Studie Kinder verdrängen ihre Ängste

Zum siebten Mal hat eine Studie die Ängste von Kindern untersucht. Die gute Nachricht: Die Kinder haben weniger Zukunftsangst als noch vor zehn Jahren. Die schlechte: vermutlich verdrängen sie ihre Ängste mehr als früher.

Die Ängste der deutschen Kinder nehmen ab: "Nur" 40 Prozent der sechs- bis 14-Jährigen hat große Angst vor der Zukunft, heißt es in einer jetzt vorgestellten Untersuchung im Auftrag einer deutschen Versicherung. Vor zehn Jahren waren es noch 56 Prozent.

Allerdings gibt es Unterschiede zwischen West- und Ostdeutschland. In nahezu allen Lebensbereichen machen sich die Kleinen in den neuen Bundesländern mehr Sorgen als ihre westdeutschen Altersgenossen. Dies gilt besonders für das Thema Arbeitslosigkeit und Geldnot in der Familie: Im Westen haben hiervor 40 Prozent der befragten Kinder Angst, im Osten sind es 49 Prozent. Dies liege vor allem daran, dass Kinder in Ostdeutschland in wirtschaftlich schwierigeren Verhältnissen aufwüchsen und ihre Eltern eigene Zukunftsängste auf die Kinder übertrügen, hieß es.
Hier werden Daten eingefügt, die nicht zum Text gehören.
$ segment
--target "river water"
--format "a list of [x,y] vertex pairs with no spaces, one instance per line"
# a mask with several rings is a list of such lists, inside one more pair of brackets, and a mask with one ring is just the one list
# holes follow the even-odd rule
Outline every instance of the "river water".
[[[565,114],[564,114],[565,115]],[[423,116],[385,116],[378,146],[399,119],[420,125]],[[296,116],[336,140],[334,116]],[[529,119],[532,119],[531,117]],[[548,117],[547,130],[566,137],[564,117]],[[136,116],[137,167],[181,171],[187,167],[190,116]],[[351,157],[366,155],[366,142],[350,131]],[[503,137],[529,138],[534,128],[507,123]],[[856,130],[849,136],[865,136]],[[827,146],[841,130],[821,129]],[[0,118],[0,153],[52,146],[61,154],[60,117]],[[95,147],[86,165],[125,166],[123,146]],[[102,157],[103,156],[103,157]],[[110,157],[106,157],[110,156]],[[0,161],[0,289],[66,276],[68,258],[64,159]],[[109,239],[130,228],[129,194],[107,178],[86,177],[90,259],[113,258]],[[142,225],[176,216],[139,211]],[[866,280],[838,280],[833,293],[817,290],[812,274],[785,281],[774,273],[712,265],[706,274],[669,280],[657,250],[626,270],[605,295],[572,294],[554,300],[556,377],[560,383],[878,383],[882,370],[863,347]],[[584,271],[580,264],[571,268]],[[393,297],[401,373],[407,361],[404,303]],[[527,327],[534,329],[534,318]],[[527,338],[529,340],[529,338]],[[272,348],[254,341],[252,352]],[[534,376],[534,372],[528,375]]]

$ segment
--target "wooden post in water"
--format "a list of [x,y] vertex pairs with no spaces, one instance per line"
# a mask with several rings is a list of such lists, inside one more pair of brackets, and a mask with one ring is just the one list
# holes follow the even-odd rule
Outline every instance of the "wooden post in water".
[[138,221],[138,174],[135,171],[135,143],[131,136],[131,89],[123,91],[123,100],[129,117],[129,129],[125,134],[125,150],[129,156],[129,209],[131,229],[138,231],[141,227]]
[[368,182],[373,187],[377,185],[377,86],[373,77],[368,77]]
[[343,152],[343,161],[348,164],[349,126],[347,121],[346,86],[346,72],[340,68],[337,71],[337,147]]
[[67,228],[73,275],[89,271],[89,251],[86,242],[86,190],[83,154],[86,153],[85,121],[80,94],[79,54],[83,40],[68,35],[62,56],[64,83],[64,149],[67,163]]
Am meisten fürchten sich Kinder vor Schicksalsschlägen in der Familie: 59 Prozent ängstigen sich davor, dass ihren Eltern oder Geschwistern etwas zustoßen könnte - sei es der Tod oder eine schweren Erkrankung. Noch vor einer eigenen schweren Erkrankung oder dem Tod folgt auf Platz zwei die Furcht vor sexuellem Missbrauch. "Sittlichkeitsverbrechen sind leider schon ein Klassiker unter den Ängsten", sagte Psychologin Rita Jakli bei der Vorstellung der Studie, der siebten ihrer Art.

Angst vor Schulgewalt erst an zehnter Stelle

"Der Anteil ist bei Mädchen etwas höher, aber dennoch fürchten auch rund 48 Prozent der Jungen unsittliche Übergriffe", sagte Jakli. Zur Überraschung der Experten steht die Angst vor Gewalt an der Schule erst auf Platz zehn der Rangliste. "Die Kinder haben sich möglicherweise an einen bestimmten Grad an Aggression in der Schule gewöhnt", sagte Jakli.

Groß sind die Unterschiede in den Regionen: Besonders ängstlich sind die Kinder in Norddeutschland. In fast allen Bereichen seien die Sorgen der 6- bis 14-Jährigen in Bremen, Niedersachsen, Hamburg und Schleswig-Holstein größer als im Bundesschnitt. Im Norden haben 72 Prozent Angst vor Schicksalsschlägen in der Familie. Eine Erklärung für dieses Gefälle fanden die Experten nicht.

Wirtschaftliche und politische Themen beschäftigen die Kinder dagegen weniger. Am stärksten abgenommen haben im Vergleich zur vorangegangenen Studie 2003 Ängste vor Umweltverschmutzung, minus 16 Prozent, und Krieg, minus 23 Prozent.

Die Wissenschaftler vermuten, der Grund für letzteres könnte könne die Gewöhnung an die alltägliche Kriegsberichterstattung sein. Grundsätzlich glauben die Macher der Studie, dass Kinder ihre Ängste zunehmend verdrängen oder sich an beunruhigende Botschaften gewöhnen. Durch bedrohliche Nachrichten im Fernsehen und Gewaltszenen in Computerspielen könnten sich die Mädchen und Jungen verstärkt an Gefahren gewöhnt haben, so Rita Jakli. "Es sind alle Ängste gesunken", sagte sie weiter, "das hat uns schon überrascht."